Being still a newbie in PL/SQL, I've been copying and pasting around the following trigger:
CREATE OR REPLACE TRIGGER FOO_TRG1
BEFORE INSERT
ON FOO
REFERENCING NEW AS NEW OLD AS OLD
FOR EACH ROW
BEGIN
IF :NEW.FOO_ID IS NULL THEN
SELECT FOO_SEQ1.NEXTVAL INTO :NEW.FOO_ID FROM DUAL;
END IF;
EXCEPTION
WHEN OTHERS THEN RAISE;
END FOO_TRG1;
/
ALTER TRIGGER FOO_TRG1 ENABLE;
I suspect that the included exception handling code does nothing at all and could simply get removed, since I'll get an error message anyway if something goes wrong. Am I right?
(I guess such code is the result of further editing prior code.)
The WHEN OTHERS clause is used to trap all remaining exceptions that have not been handled by your Named System Exceptions and Named Programmer-Defined Exceptions.
You can code a RAISE statement for a given exception anywhere within the scope of that exception. When an exception is raised, if PL/SQL cannot find a handler for it in the current block, the exception propagates to successive enclosing blocks, until a handler is found or there are no more blocks to search.
The RAISE statement stops normal execution of a PL/SQL block or subprogram and transfers control to an exception handler. RAISE statements can raise predefined exceptions, such as ZERO_DIVIDE or NO_DATA_FOUND , or user-defined exceptions whose names you decide.
The optional OTHERS exception handler, which is always the last handler in a block or subprogram, acts as the handler for all exceptions not named specifically. Thus, a block or subprogram can have only one OTHERS handler.

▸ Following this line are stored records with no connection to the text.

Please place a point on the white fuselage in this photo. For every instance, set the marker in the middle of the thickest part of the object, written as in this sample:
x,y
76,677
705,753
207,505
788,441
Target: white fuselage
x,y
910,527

yes, that exception does nothing but raise the same error out. also it serves to mask the real line number of the error. i'd remove that if I were you.
eg:
SQL> declare
2 v number;
3 begin
4 select 1 into v from dual;
5 select 'a' into v from dual;
6 exception
7 when others
8 then
9 raise;
10 end;
11 /
declare
*
ERROR at line 1:
ORA-06502: PL/SQL: numeric or value error: character to number conversion error
ORA-06512: at line 9
vs:
SQL> declare
2 v number;
3 begin
4 select 1 into v from dual;
5 select 'a' into v from dual;
6 end;
7 /
declare
*
ERROR at line 1:
ORA-06502: PL/SQL: numeric or value error: character to number conversion error
ORA-06512: at line 5
the line number in the first one is pointing to the raise instead of the real line number. it can make tracking down errors harder.